Segundo fontes internas, a agência costuma usar contratos de “colaboração” com pouca proteção trabalhista, incluindo cláusulas de confidencialidade.
Nunziati afirmou ter recebido duas ligações tensas de seus superiores entre o dia da pergunta e o aviso de rescisão, mas preferiu não comentar detalhes.
O porta-voz da Nova, Francesco Civita, confirmou ao The Intercept que a demissão estava relacionada à pergunta sobre Gaza. Ele afirmou que Nunziati foi dispensado por fazer uma “pergunta tecnicamente incorreta”, argumentando que “a Rússia invadiu um país soberano sem provocação, enquanto Israel estava respondendo a um ataque”.
Civita acrescentou que essa diferença “foi repetidamente explicada” a Nunziati, “mas ele não conseguiu compreender a distinção substancial e formal entre as situações”.
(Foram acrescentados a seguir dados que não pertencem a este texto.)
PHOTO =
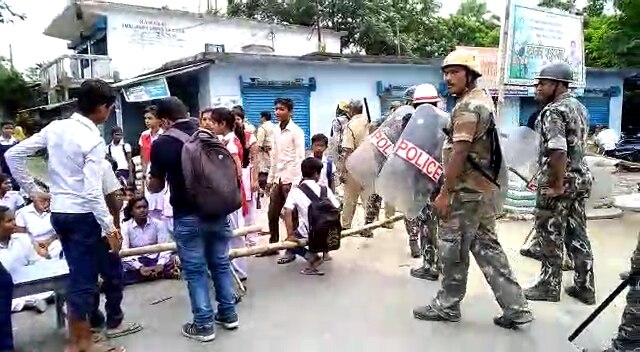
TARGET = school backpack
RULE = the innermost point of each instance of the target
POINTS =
(324, 221)
(211, 179)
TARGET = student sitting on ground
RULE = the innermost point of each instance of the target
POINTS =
(35, 220)
(9, 198)
(138, 230)
(297, 200)
(17, 250)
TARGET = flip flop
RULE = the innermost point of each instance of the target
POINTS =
(128, 329)
(311, 272)
(286, 259)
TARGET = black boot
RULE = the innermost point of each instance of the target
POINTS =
(624, 275)
(532, 252)
(414, 247)
(429, 314)
(541, 292)
(425, 273)
(584, 296)
(514, 322)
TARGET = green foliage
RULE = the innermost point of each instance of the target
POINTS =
(383, 27)
(15, 93)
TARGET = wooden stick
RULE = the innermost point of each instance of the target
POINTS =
(171, 246)
(249, 251)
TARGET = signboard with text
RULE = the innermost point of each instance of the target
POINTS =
(145, 91)
(540, 36)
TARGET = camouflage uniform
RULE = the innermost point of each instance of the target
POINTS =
(471, 224)
(561, 221)
(628, 338)
(424, 228)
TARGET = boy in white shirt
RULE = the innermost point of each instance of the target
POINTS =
(319, 144)
(298, 201)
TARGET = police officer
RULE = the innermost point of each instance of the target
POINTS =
(628, 337)
(466, 204)
(423, 229)
(564, 183)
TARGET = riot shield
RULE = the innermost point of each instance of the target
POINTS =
(521, 147)
(412, 172)
(365, 162)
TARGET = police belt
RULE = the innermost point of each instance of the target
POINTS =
(474, 164)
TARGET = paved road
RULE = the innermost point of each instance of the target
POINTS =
(364, 304)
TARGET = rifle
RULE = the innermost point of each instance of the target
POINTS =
(474, 164)
(632, 276)
(366, 107)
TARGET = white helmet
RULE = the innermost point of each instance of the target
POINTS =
(425, 93)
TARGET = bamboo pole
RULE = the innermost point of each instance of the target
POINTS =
(171, 246)
(249, 251)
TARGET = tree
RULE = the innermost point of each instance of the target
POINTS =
(15, 93)
(7, 15)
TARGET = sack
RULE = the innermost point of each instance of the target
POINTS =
(324, 221)
(210, 175)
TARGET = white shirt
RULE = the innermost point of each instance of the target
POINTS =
(298, 200)
(324, 178)
(607, 139)
(118, 154)
(110, 182)
(18, 252)
(287, 154)
(76, 152)
(38, 225)
(12, 200)
(8, 141)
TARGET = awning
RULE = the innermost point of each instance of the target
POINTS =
(161, 74)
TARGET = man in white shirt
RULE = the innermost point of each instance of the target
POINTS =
(606, 139)
(286, 158)
(79, 213)
(120, 152)
(297, 200)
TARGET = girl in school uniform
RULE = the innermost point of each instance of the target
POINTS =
(249, 174)
(221, 122)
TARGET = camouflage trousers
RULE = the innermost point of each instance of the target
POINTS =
(372, 209)
(470, 227)
(424, 228)
(628, 337)
(562, 222)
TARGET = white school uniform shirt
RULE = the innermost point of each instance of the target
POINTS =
(118, 154)
(324, 176)
(12, 200)
(76, 152)
(298, 200)
(38, 225)
(18, 252)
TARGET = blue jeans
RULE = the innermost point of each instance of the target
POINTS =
(87, 254)
(6, 294)
(203, 247)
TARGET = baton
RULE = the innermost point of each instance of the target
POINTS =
(602, 306)
(366, 107)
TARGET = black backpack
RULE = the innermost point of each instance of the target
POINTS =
(324, 221)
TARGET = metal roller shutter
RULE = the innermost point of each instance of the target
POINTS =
(258, 99)
(527, 107)
(598, 110)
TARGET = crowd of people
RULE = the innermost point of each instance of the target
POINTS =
(92, 208)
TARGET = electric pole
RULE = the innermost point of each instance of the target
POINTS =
(502, 55)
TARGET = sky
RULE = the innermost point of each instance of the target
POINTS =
(30, 46)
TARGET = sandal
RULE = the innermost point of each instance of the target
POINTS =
(311, 272)
(123, 330)
(286, 259)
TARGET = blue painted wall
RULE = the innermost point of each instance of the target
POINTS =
(335, 82)
(605, 80)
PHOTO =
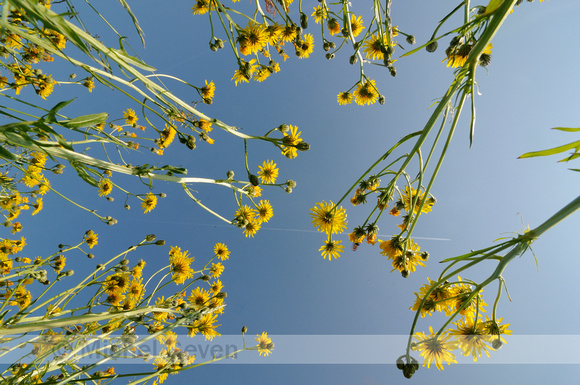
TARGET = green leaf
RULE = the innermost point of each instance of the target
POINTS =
(4, 153)
(80, 169)
(552, 151)
(51, 116)
(85, 120)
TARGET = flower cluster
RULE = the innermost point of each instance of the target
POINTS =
(265, 33)
(472, 335)
(122, 303)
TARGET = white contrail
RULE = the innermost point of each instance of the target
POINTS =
(294, 230)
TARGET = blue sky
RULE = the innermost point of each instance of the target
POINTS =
(278, 282)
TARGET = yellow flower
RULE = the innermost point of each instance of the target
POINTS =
(495, 329)
(199, 298)
(135, 291)
(105, 187)
(254, 37)
(202, 7)
(91, 238)
(268, 172)
(216, 269)
(130, 117)
(435, 348)
(305, 47)
(37, 206)
(356, 25)
(166, 136)
(333, 26)
(344, 98)
(406, 263)
(265, 344)
(265, 211)
(291, 140)
(149, 202)
(208, 91)
(320, 13)
(374, 47)
(221, 250)
(331, 249)
(262, 74)
(366, 93)
(328, 218)
(471, 338)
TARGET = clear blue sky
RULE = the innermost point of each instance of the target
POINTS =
(278, 282)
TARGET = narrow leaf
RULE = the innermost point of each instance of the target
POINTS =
(85, 120)
(552, 151)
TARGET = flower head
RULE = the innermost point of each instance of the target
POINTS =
(366, 93)
(265, 344)
(268, 172)
(221, 250)
(328, 218)
(130, 117)
(435, 348)
(344, 98)
(331, 249)
(149, 202)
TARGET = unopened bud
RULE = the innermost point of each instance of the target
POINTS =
(303, 146)
(432, 47)
(254, 180)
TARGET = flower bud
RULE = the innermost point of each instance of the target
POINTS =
(303, 146)
(190, 143)
(303, 21)
(432, 47)
(254, 180)
(485, 59)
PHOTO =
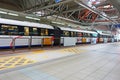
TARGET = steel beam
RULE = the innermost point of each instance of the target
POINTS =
(49, 6)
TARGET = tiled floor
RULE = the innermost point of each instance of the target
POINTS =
(99, 62)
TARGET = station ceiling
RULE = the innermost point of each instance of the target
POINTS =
(105, 10)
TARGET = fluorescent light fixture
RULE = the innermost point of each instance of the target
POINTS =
(3, 12)
(32, 18)
(13, 14)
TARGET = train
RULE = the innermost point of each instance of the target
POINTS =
(23, 34)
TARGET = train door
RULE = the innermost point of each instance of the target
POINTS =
(57, 35)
“Na verdade, ele insistiu na legitimidade da pergunta, demonstrando ignorância dos princípios básicos do direito internacional”, disse Civita. “Pior ainda, o vídeo com sua pergunta foi republicado em canais do Telegram russos nacionalistas e meios de comunicação ligados ao islamismo político com agenda antieuropeia, o que causou constrangimento à agência.”
“Pergunta incômoda”
Em entrevista a um jornal italiano, a parlamentar Anna Laura Orrico, do Movimento Cinco Estrelas, criticou a decisão da Nova:
“Se a história for verdadeira, é simplesmente vergonhoso que um órgão de imprensa tome uma decisão dessas”, declarou.
Outro jornalista da Nova, que falou sob anonimato para proteger seu emprego, afirmou ao The Intercept que o caso de Nunziati é “a ponta do iceberg da censura italiana à qual os jornalistas estão submetidos” quando o assunto é Israel.
“Gabriele foi demitido porque fez uma pergunta incômoda à Comissão Europeia”, disse o colega. “Nos dias seguintes, o clima na redação ficou muito tenso.”
Após a demissão, “todos os jornalistas da redação ficaram em silêncio”, completou.
Nos últimos meses, diversos jornalistas ocidentais perderam o emprego por fazer perguntas críticas ou comentários sobre a guerra de Israel em Gaza. Segundo o Comitê para a Proteção dos Jornalistas (CPJ), mais de 240 jornalistas foram mortos em Gaza, dezenas ficaram feridos e quase 100 foram presos por Israel.